There was no current or deferred tax expense for the years ended April 30, 2007 and 2006 and for the period from inception (November 15, 2002) through April 30, 2007 due to the Company’s operating losses. As of April 30, 2007, the Company has available Federal and state net operating tax loss carry forwards of approximately $6,900,000 to offset future taxable income through 2028. As a result of the change in control restrictions under Internal Revenue Code Section 382, a significant portion of these net operating loss carry forwards may be subject to limitation on future utilization.

11)   Facility Lease

On July 1, 2005, FermaVir entered into a Lease Agreement (the “Lease Agreement”) for the rental of office space for a seven year period commencing September 1, 2005 for use as its corporate headquarters. Under the terms of the Lease Agreement, the Company pays annual rent plus certain real estate tax and utility adjustments. The Company charges rent expense to operations on a straight-line basis based upon the aggregate amount of rental payments due under the Lease Agreement. Rent expense totaled $95,045 and $85,216 during the year ended April 30, 2007 and 2006, respectively. From November 15, 2002 (Inception) to April 30, 2007 rent expense totaled $180,262.

F-26

FermaVir Pharmaceuticals, Inc. and Subsidiary
(A Development Stage Company)

Notes to Consolidated Financial Statements — (Continued)

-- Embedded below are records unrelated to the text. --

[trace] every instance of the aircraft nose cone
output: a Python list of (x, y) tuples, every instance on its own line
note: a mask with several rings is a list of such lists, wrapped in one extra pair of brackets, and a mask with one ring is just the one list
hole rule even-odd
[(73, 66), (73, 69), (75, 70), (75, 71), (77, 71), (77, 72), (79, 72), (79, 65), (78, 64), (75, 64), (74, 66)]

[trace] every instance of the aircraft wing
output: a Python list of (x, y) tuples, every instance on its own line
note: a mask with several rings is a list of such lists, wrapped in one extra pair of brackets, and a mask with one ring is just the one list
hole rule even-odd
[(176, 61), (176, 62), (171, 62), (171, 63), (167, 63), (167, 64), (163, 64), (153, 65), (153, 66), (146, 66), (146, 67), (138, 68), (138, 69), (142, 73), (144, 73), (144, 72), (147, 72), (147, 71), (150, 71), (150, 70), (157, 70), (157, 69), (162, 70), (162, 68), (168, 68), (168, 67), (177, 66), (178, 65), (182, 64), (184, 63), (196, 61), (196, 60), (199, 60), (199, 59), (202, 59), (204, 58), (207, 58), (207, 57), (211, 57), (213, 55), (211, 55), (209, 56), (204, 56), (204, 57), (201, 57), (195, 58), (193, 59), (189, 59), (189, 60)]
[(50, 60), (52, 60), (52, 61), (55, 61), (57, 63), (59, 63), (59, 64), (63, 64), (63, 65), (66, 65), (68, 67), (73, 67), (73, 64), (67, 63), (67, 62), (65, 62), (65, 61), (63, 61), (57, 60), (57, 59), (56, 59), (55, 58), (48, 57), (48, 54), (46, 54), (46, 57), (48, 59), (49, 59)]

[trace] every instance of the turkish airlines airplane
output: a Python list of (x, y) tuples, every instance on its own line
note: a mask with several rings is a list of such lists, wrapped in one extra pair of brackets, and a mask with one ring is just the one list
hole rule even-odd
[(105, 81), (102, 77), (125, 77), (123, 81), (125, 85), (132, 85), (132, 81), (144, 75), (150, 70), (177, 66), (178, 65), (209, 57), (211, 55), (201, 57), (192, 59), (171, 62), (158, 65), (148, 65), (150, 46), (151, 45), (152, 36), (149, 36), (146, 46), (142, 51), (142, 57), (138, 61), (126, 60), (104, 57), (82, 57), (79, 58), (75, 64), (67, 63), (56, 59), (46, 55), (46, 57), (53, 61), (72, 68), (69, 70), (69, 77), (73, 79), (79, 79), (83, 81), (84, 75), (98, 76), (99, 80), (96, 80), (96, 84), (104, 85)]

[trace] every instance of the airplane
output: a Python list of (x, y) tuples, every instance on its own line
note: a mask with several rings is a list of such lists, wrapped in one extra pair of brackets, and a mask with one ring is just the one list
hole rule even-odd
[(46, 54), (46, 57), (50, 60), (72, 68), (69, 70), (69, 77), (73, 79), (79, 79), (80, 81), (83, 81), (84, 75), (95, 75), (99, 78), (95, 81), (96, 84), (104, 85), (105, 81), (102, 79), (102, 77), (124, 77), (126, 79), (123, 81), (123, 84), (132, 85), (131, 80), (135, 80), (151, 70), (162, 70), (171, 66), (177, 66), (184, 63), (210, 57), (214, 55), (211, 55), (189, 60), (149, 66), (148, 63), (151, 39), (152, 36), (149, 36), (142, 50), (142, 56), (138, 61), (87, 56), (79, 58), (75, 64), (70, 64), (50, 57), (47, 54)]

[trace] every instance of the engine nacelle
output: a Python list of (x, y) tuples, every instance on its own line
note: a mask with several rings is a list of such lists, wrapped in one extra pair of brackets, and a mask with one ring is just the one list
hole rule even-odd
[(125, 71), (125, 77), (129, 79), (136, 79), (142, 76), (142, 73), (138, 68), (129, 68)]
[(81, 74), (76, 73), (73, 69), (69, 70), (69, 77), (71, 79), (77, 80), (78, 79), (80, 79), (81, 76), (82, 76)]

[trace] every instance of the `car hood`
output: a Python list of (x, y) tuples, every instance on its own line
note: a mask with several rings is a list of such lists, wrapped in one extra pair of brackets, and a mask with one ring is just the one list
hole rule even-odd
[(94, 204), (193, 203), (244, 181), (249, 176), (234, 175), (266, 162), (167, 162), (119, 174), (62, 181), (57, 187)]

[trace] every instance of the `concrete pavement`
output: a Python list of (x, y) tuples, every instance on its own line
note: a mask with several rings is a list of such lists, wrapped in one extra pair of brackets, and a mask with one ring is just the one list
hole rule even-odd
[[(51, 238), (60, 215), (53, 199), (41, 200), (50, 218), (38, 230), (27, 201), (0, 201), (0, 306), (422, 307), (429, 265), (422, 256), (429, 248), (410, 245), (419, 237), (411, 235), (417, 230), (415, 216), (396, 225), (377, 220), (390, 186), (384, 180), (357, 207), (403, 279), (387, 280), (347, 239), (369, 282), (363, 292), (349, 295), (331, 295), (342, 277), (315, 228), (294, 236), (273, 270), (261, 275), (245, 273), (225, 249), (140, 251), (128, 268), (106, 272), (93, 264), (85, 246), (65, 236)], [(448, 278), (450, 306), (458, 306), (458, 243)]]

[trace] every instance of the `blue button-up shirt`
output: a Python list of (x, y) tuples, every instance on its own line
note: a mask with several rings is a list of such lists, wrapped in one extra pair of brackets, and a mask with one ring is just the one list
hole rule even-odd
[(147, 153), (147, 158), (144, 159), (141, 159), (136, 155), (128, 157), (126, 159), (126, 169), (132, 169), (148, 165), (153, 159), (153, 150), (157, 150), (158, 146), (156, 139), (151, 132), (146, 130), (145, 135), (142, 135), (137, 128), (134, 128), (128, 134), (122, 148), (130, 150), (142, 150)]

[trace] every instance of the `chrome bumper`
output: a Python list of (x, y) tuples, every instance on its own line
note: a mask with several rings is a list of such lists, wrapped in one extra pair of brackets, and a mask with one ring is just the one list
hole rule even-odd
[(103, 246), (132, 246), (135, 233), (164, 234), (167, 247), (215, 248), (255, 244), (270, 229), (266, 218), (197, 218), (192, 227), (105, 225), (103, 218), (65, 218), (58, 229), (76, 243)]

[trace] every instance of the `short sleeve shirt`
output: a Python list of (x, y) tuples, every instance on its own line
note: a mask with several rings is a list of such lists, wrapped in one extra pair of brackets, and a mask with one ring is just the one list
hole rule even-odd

Future minimum lease payments under this lease in each of the five fiscal years subsequent to April 30, 2007 and thereafter are as follows:

Fiscal years ended April 30:
2008	$	92,000
2009		95,000
2010		98,000
2011		101,000
2012		104,000
Thereafter		35,000
Total	$	525,000

12)   Repurchase Agreements With Founders

Effective March 16, 2006, a founder of FermaVir Research, Inc. who owns 1,029,100 shares of the Company, entered into a Repurchase Option Agreement with the Company, granting to the Company an irrevocable, exclusive option to repurchase 926,100 of those shares for $114,000 for a period of one hundred twenty days (the “Company Option”) after the sooner of:

a) The Company’s abandonment of the development of the technology licensed from Cardiff on February 2, 2005 as described in Note 5 (the “Licensed Subject Matter”), or

b) December 31, 2006, unless on or before such date, Phase I Clinical Trials have commenced for a product utilizing the Licensed Subject Matter.

Effective March 16, 2006, two additional founders of FermaVir Research, Inc. who collectively own fully-vested options to purchase 1,050,100 shares of the Company at $0.75 per share, have entered into agreements with the Company whereby upon exercise of the Company Option, the Company may cancel options to purchase 945,000 shares upon payment of $100,000.

Additionally, effective March 16, 2006, the three founders referred to in the preceding paragraphs, entered into a Technology Acquisition Agreement with the Company pursuant to which, upon exercise of the Company Option above, the founders have the option to acquire for nominal consideration for a period of thirty days all of the rights granted to the Company pursuant to a license agreement dated February 2, 2005.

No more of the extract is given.